Washington, D.C., Sept. 23, 2004 LAWFUEL – Best law news, SEC, attorney, law firm news & legal research – The Securities and Exchange Commission
announced today that it has instituted settled enforcement proceedings
against General Electric Company. The Commission charged that GE failed to
fully describe the substantial benefits it had agreed to provide its former
chairman and CEO John F. “Jack” Welch, Jr., under an “employment and
post-retirement consulting agreement.” GE settled the proceedings by
consenting to the entry of an Order that it cease and desist from violating
the proxy solicitation and periodic reporting provisions of the federal
securities laws.
“Shareholders have a clear interest in knowing how public companies
compensate their top executives,” said Paul R. Berger, Associate Director of
the SEC’s Division of Enforcement. “Compliance with SEC disclosure rules
ensures that shareholders are provided a full and accurate understanding of
senior executives’ compensation arrangements.”
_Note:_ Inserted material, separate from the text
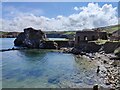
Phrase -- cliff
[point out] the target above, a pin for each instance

The Commission found that in proxy statements and annual reports filed with
the Commission from 1997-2002, GE failed to fully and accurately describe
the retirement benefits Welch was entitled to receive from the company. In
December 1996, GE and Welch entered into an “employment and post-retirement
consulting agreement” under which Welch agreed to continue as CEO until he
was 65 and serve as a consultant thereafter. In the agreement, Welch
received, as his principal form of compensation, lifetime access to the
perquisites and benefits he had received as GE’s chairman and CEO. GE’s
proxy statements only referred to Welch’s entitlement to “…continued
lifetime access to Company facilities and services comparable to those that
are currently made available to him by the Company,” but did not provide any
other specific information about the “facilities and services” Welch would
receive in retirement.
The agreement itself, which was appended as an exhibit to GE’s 1996 annual
report, stated that Welch was entitled to receive in retirement “continued
access to Company facilities and services comparable to those provided to
him prior to his retirement, including access to Company aircraft, cars,
office, apartments, and financial planning services,” but did not provide
further meaningful and complete disclosure of those “facilities and
services.” Moreover, GE made no other disclosures in its SEC filings that
allowed investors to understand the nature and scope of Welch’s retirement
benefits-specifically, investors could not learn from GE’s previously filed
proxy statements many of the most significant “facilities and services”
Welch had been provided prior to his retirement, including personal use of
GE-owned aircraft, personal use of chauffeured limousines and home security
systems.
The Commission further found that in the first year following Welch’s
retirement in September 2001, Welch received approximately $2.5 million in
benefits under the agreement, which included access to GE aircraft for
unlimited personal use and for business travel; exclusive use of a furnished
New York City apartment that, according to GE, in 2003, had a rental value
of approximately $50,000 a month and a resale value in excess of $11
million; unrestricted access to a chauffeured limousine driven by
professionals trained in security measures; a leased Mercedes Benz; office
space in both New York City and in Connecticut; the services of professional
estate and tax advisors; the services of a personal assistant;
communications systems and networks at Welch’s homes, including television,
fax, phone and computer systems, with technical support; bodyguard security
for various speaking engagements, including a book tour to promote his
autobiography Jack: Straight from the Gut; and installation of a security
system in one of Welch’s homes and continued maintenance of security systems
GE previously installed in three of Welch’s other homes.
The Commission concluded that GE’s inadequate disclosures violated Sections
13(a) and 14(a) of the Securities Exchange Act of 1934 and Rules 13a-1,
14a-3 and 14a-9 thereunder. Without admitting or denying the Commission’s
findings, GE consented to the issuance of the Order, which orders GE to
cease and desist from committing or causing any violations and any future
violations of the foregoing statutory provisions and rules.